“This is what we all fear, is a vicious cycle of public health disaster followed by economic disaster followed by public health disaster followed by economic disaster,” Dr. Mike Ryan, executive director of the WHO’s emergencies program, said at a press conference at the organization’s Geneva headquarters Wednesday. “If you reopen in the presence of a high degree of virus transmission, then that transmission may accelerate.”
It’s a “false equation” to choose between the economy and public health, he added. “The worst thing that could happen,” economically, is that a country reopens and then has to shut down again to respond to a resurgence of the virus, Ryan said.
“If that virus transmission accelerates and you don’t have the systems to detect it, it will be days or weeks before you know something has gone wrong,” he said. “That has more danger for the economic system than it actually has on the health system in a sense.”
In the U.S., some states are beginning to reopen businesses even as models suggest it will lead to a steady rise in the number of Covid-19 cases and deaths over the next couple of weeks. Alabama, South Dakota and Texas have already begun to see an uptick in confirmed coronavirus cases since they’ve eased coronavirus restrictions and begun reopening nonessential businesses, former Food and Drug Administration Commissioner Dr. Scott Gottlieb said Tuesday.
Dr. Anthony Fauci, the nation’s top infectious disease expert and a member of President Donald Trump’s coronavirus task force, warned Tuesday that reopening risks outbreaks of the virus, particularly among the most vulnerable populations.
“What I’ve expressed then and again is my concern that if some areas, cities, states, what have you, jump over those various checkpoints and prematurely open up without having the capability of being able to respond effectively and efficiently, my concern is that we will start to see little spikes that might turn into outbreaks,” he testified at a hearing before the Senate Committee on Health, Education, Labor and Pensions.
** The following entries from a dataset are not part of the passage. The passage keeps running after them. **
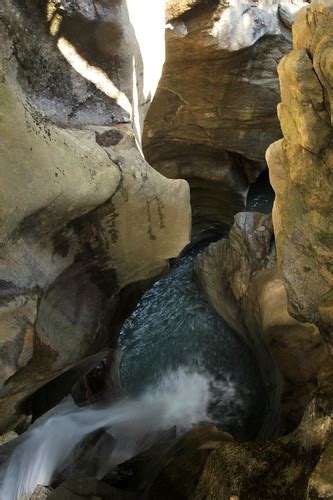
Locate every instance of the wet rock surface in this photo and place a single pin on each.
(301, 167)
(214, 113)
(72, 188)
(239, 277)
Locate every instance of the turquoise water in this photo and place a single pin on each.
(173, 327)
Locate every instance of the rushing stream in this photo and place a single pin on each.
(180, 365)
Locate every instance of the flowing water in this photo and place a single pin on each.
(180, 365)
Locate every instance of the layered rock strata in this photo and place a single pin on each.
(214, 113)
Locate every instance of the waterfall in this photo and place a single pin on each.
(181, 398)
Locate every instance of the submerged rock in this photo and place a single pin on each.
(205, 465)
(83, 215)
(214, 112)
(301, 167)
(240, 279)
(41, 493)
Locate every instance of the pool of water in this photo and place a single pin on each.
(173, 327)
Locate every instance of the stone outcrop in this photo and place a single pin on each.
(206, 464)
(239, 277)
(301, 166)
(83, 216)
(214, 113)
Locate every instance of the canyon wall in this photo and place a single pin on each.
(83, 215)
(301, 169)
(214, 113)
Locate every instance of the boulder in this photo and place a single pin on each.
(301, 166)
(83, 216)
(239, 277)
(202, 464)
(214, 112)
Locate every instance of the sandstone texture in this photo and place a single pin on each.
(206, 464)
(239, 276)
(214, 113)
(301, 166)
(83, 215)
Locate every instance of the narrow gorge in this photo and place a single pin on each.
(166, 249)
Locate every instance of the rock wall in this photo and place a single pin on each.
(239, 276)
(214, 113)
(83, 215)
(301, 167)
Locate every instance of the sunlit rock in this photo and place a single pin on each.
(83, 215)
(214, 113)
(301, 167)
(240, 279)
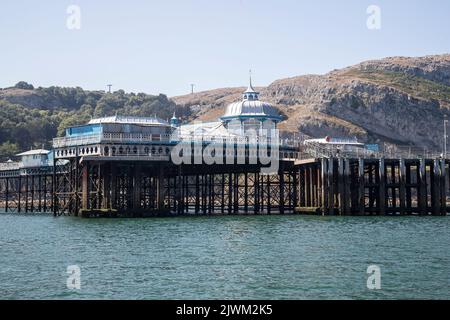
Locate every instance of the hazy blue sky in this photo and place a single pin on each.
(162, 46)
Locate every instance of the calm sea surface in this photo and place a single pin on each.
(264, 257)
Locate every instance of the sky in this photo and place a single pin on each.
(162, 46)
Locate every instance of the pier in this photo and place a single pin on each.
(128, 166)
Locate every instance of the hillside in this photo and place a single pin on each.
(396, 100)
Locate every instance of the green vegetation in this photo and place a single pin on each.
(413, 85)
(33, 120)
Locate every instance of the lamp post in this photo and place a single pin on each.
(445, 136)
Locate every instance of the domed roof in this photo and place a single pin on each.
(251, 107)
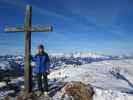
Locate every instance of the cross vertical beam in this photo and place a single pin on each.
(27, 68)
(27, 28)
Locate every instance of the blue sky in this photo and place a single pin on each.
(104, 26)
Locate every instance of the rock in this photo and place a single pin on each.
(77, 91)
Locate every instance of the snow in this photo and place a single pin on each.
(112, 79)
(78, 54)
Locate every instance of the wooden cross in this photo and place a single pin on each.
(28, 29)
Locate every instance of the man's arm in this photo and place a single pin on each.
(47, 63)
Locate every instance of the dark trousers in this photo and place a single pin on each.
(42, 82)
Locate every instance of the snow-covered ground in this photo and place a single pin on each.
(111, 79)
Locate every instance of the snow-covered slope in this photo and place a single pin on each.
(112, 80)
(79, 54)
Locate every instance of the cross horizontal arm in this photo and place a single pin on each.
(41, 29)
(34, 29)
(14, 29)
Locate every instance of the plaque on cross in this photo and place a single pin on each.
(28, 29)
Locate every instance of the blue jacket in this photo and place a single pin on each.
(42, 63)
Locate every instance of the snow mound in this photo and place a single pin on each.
(111, 79)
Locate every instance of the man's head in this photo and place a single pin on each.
(40, 48)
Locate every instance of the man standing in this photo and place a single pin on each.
(41, 68)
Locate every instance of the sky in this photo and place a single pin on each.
(103, 26)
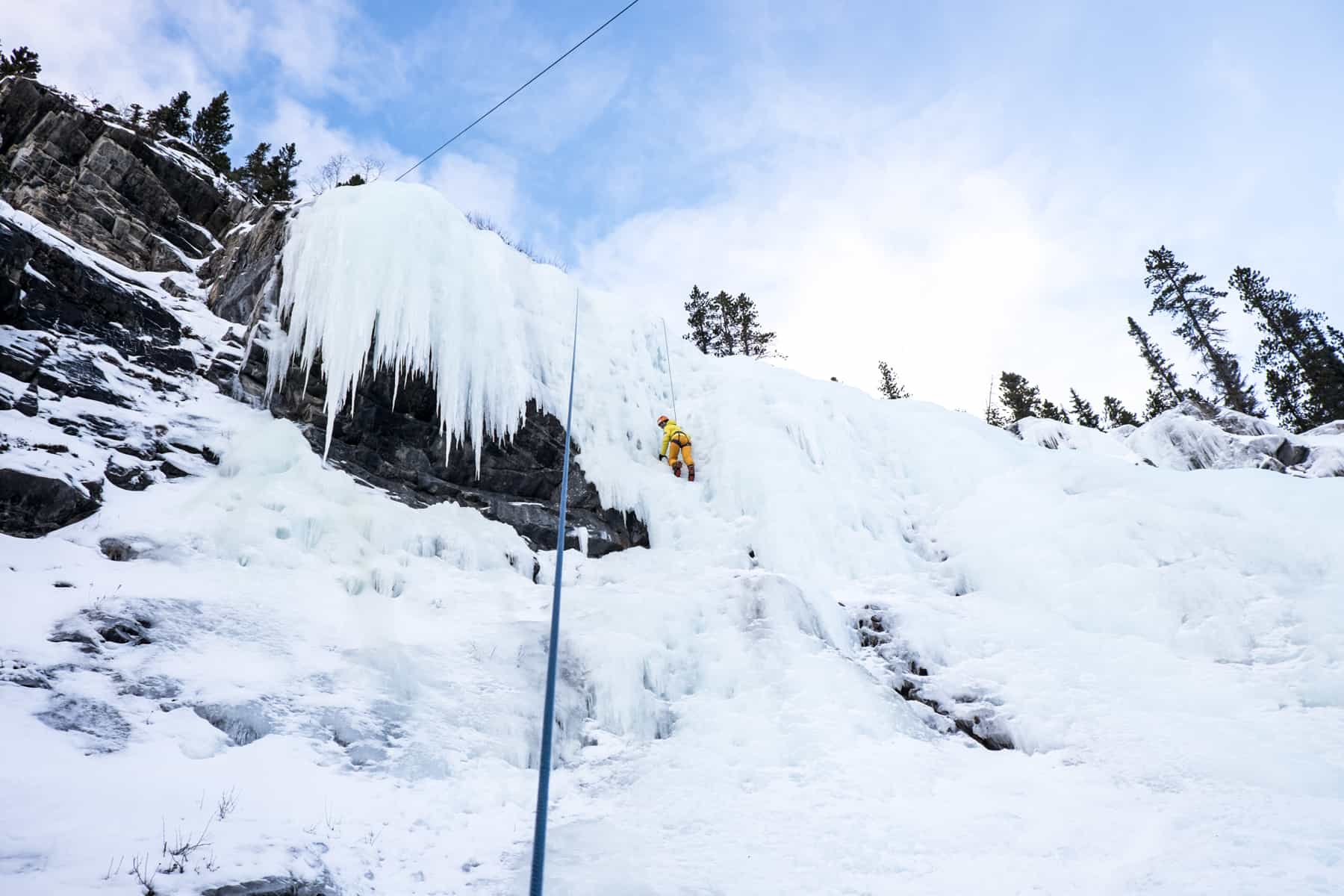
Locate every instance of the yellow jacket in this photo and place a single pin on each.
(671, 429)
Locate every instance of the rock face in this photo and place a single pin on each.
(143, 203)
(245, 274)
(93, 354)
(80, 321)
(401, 449)
(33, 504)
(398, 447)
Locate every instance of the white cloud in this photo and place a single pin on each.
(113, 50)
(902, 243)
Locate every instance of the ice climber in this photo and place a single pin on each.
(676, 442)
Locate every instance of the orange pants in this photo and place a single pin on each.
(680, 444)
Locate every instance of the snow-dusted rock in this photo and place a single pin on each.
(1196, 435)
(33, 504)
(148, 205)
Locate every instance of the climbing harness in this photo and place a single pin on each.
(544, 774)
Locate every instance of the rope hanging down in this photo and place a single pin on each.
(593, 34)
(544, 774)
(670, 366)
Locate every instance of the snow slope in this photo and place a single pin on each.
(1164, 649)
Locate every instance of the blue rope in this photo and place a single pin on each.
(544, 775)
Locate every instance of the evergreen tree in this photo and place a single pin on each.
(1304, 374)
(22, 62)
(1018, 396)
(1159, 368)
(277, 183)
(1192, 302)
(1116, 413)
(724, 326)
(1051, 411)
(750, 339)
(1083, 411)
(253, 169)
(171, 119)
(698, 319)
(211, 132)
(1159, 402)
(887, 383)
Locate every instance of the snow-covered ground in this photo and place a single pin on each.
(1163, 648)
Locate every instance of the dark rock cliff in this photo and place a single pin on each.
(74, 326)
(140, 202)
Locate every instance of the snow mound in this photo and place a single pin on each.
(394, 276)
(1054, 435)
(1162, 650)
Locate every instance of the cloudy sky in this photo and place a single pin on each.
(959, 188)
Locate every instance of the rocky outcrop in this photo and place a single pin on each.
(77, 321)
(148, 205)
(82, 341)
(1196, 435)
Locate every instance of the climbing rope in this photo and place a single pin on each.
(591, 34)
(544, 775)
(670, 366)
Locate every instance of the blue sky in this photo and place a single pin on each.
(959, 188)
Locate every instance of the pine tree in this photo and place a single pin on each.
(1187, 299)
(887, 383)
(20, 62)
(171, 119)
(1304, 374)
(698, 319)
(1159, 402)
(277, 183)
(1018, 396)
(1051, 411)
(1116, 413)
(211, 132)
(1083, 410)
(724, 326)
(253, 169)
(752, 340)
(1159, 368)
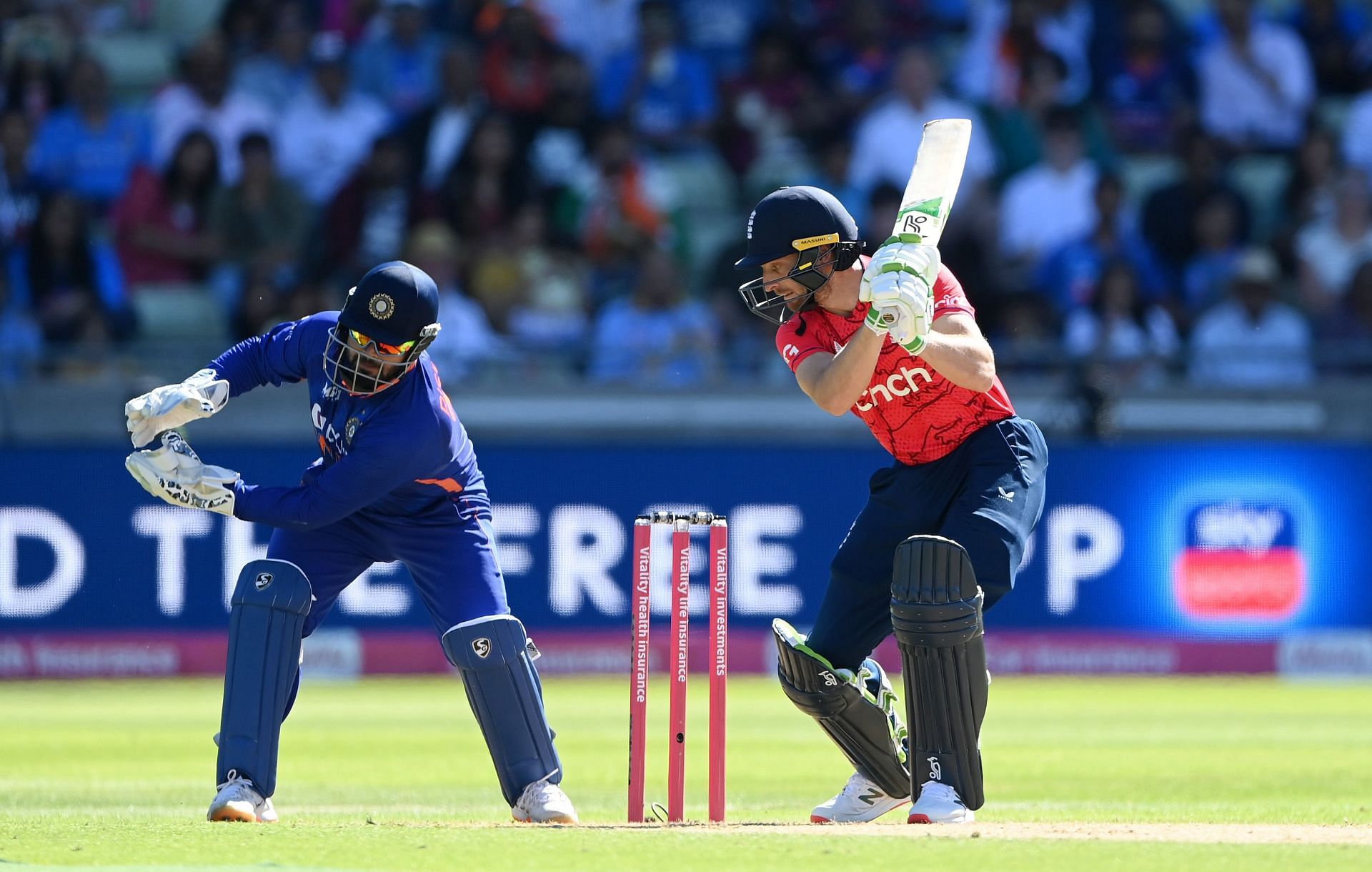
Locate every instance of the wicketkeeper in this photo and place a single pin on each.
(944, 526)
(397, 481)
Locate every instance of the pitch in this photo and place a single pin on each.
(1124, 773)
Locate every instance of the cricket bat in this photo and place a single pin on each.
(933, 184)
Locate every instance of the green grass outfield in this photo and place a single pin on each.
(1123, 773)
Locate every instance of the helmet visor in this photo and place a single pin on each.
(361, 366)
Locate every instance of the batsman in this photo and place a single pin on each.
(397, 480)
(893, 340)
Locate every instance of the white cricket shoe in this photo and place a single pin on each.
(858, 802)
(544, 802)
(939, 803)
(239, 801)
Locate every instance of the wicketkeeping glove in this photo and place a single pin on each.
(173, 472)
(172, 405)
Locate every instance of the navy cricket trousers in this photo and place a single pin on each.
(987, 496)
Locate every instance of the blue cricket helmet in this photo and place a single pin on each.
(393, 302)
(386, 323)
(808, 223)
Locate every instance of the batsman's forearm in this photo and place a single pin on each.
(963, 360)
(848, 374)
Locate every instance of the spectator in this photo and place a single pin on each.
(91, 146)
(1218, 246)
(487, 184)
(1169, 210)
(368, 219)
(69, 279)
(437, 135)
(854, 44)
(1146, 88)
(36, 51)
(19, 337)
(204, 102)
(1252, 340)
(18, 189)
(720, 31)
(399, 66)
(888, 138)
(1330, 250)
(517, 65)
(595, 29)
(662, 87)
(328, 131)
(1120, 330)
(1346, 332)
(1357, 129)
(622, 208)
(1018, 131)
(656, 337)
(534, 294)
(770, 104)
(1315, 174)
(261, 222)
(883, 207)
(279, 74)
(467, 341)
(559, 150)
(1005, 34)
(1256, 81)
(161, 223)
(1066, 179)
(1072, 275)
(1333, 32)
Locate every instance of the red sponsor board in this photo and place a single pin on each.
(1241, 584)
(599, 653)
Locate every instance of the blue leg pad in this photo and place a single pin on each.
(493, 655)
(265, 625)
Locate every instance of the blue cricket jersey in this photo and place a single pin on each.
(398, 453)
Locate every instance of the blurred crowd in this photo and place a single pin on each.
(1155, 190)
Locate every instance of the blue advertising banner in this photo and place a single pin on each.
(1206, 541)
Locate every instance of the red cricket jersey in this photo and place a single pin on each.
(914, 412)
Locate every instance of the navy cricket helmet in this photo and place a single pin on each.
(808, 223)
(386, 323)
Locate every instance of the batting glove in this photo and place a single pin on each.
(174, 474)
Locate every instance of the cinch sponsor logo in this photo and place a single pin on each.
(1241, 560)
(900, 383)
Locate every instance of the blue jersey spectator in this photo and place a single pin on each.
(401, 68)
(91, 146)
(1070, 277)
(663, 88)
(69, 278)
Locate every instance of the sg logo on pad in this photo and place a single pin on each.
(1241, 560)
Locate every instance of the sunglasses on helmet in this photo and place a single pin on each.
(362, 340)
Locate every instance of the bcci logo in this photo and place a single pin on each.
(382, 307)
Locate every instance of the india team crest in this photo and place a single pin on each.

Ryan said the so-called lockdown measures are designed to relieve pressure from the health systems and give them time to ramp up capacity to treat the critically ill. He added that while reinstating social distancing restrictions will help hospitals, such a stop-and-go policy would devastate the economy.
To avoid rolling out restrictions after they’ve been lifted, countries and regions that reopen need to have infrastructure in place to conduct widespread testing to quickly detect and isolate potential cases before they have a chance to spread, Ryan said. Without the capacity to test broadly, it will take weeks for officials to detect a new outbreak — giving it weeks to circulate unchecked, he said.
“We should not be waiting to see if opening of lockdowns has worked by counting the cases in the ICUs or counting the bodies in the morgue. That is not the way to know something has gone wrong,” he said. “The way to know the disease is coming back is to have community-based surveillance, to be testing and to know that the problem is coming back and then be able to adjust your public health measures accordingly.”
On March 11, WHO officials declared the outbreak a pandemic, when there were just 121,000 global cases. Since then, the virus has infected more than 4.2 million people around the world and killed at least 292,316, according to data compiled by Johns Hopkins University.
Ryan said the coronavirus outbreak is still raging and will be officially categorized as a pandemic for some time.
“There’s a long, long way to go before there are going to be any bells unrung in this response. I think we need to be clear about that,” he said.
WHO has been warning world leaders that there can be “no going back to business as usual” following the Covid-19 outbreak, which has upended economies and wreaked havoc on nearly every country across the globe.
Ryan said many countries are trying to find a path to “a new normal.” They are going to be on that path for “a long, long time,” he said, adding some countries have seen a recurrence of Covid-19 even after the disease was thought to be long gone. Reducing WHO’s assessment of the virus would require “very significant control” over the outbreak, he said.
“We’re going to have to remain on alert, stay the course and ensure that we’re ready to respond,” he said.